[Date Prev][Date Next][Thread Prev][Thread Next][Date Index][Thread Index]

Re: an example in today's lecture




cwen> Prof Rao,
cwen> 
cwen> You talked about an example today involving three doc's: one 
cwen> containing "driver", the second one containing "driving" and the third 
cwen> one "abdominal pain". I didn't quite get the main points regarding this 
cwen> example. Could you please clarify for me?
cwen> 
cwen> Thanks
cwen> 
cwen> Catherine


the point is that although driver and driving are different terms with 
different meanings, the meaning differential between them is
overshadowed by the difference either of them have with the third
keyword "abdominal pain". 

Suppose you have some documents made up of just these words

By acting as if "driver" and "driving" are same, you will wind up
changing the "actual meaning" of the documents that contain those
words. 

But, in as much as you are only interested in answering queries of the
user (or equivalently to classify documents in your corpus into
clusters), this loss of meaning may not matter--especially if your
queries are broadly classified into automotive vs. gastro-intenstinal.

---Continuing to elaborate... (and going into deeper issues)

The basic distinction I am making is that between Regression
(compression) and Classification. The objective in
regression/compression is to find a representation for the data that
is very faithful to the data, but hopefully takes less space. When you 
fit a bunch of b-splines to approximate a curve, you are doing
"regression". The objective of classification is to classify the data
into "classes". If the number of classes is much less than the number
of data points (as is usually the case), then you may find a way of
representing the data that is 100% accurate with respect to
classification even though it is pretty bad with respect to regression 
(reconstruction of the data).

Classification is related to regression in that one way of classifying
data is to first find a compressed representation of the data
(e.g. find features that closely describe the data).
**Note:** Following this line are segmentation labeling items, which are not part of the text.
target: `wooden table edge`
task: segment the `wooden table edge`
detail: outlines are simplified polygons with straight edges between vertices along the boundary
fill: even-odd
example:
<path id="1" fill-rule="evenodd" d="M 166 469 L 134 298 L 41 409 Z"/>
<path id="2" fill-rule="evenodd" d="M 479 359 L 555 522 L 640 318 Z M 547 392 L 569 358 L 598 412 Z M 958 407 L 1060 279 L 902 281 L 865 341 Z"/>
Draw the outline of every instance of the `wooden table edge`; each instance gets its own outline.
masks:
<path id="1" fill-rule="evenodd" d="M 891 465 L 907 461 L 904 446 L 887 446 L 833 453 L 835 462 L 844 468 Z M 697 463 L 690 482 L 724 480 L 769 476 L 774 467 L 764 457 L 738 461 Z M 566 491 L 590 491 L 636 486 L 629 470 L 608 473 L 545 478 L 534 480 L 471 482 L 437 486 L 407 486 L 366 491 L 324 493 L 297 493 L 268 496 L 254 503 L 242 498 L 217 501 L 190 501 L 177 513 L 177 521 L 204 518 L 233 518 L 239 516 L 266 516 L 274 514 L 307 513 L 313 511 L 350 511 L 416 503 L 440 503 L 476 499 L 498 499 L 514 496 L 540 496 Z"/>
However,
ultimately classification will never be asked to reconstruct original
data, and thus it can use more effective compression techniques.  As a
classic example consider the following scenario. We have a set of
color photographs.

1. If we want to store a compressed representation of them that
doesn't change their content too much, we use discrete cosine
transform (jpeg), fourier transform etc--taking care to ensure that we 
just give up some high frequency components in the transform domain. 

2. If instead we just need to classify them into (say) two
   classes--those that are bright and those that are dark, a single
   number, such as average intensity of the picture--will be
  enough. Notice that  with average intensity value, we can do 100%
correct classification, although it is  a lousy regression
(reconstruction) technique--since you can just make a dark or light
blob as the reconstruction of the picture. 

----Coming to LSI

LSI scheme can be seen as a systematic  compression scheme, which
allows you to reduce the dimensionality of the t-d matrix by getting
rid of useless and noisy dimensions. 

If that is the only way you see LSI, then you cannot justify getting
rid of singular values unless they are *significantly* smaller than
the remaining ones. 

In the example I showed in the class, the singular values are not
really falling off too drastically. This is why, if you just took 2
highest singular values, the reconstructed matrix is pretty far from
the old one.  Fortunately however, the fact that the reconstruction is 
far from original doesn't necessarily mean that query retrieval using
the reduced (highly lossy) space is going to be equally bad (as
illustrated by the photograph example above). 


Hope this helps  ;-)
Rao
----
My student aksed me for time, and I explained her how to make
a watch...
  -Chris in the morning; Northern Exposure...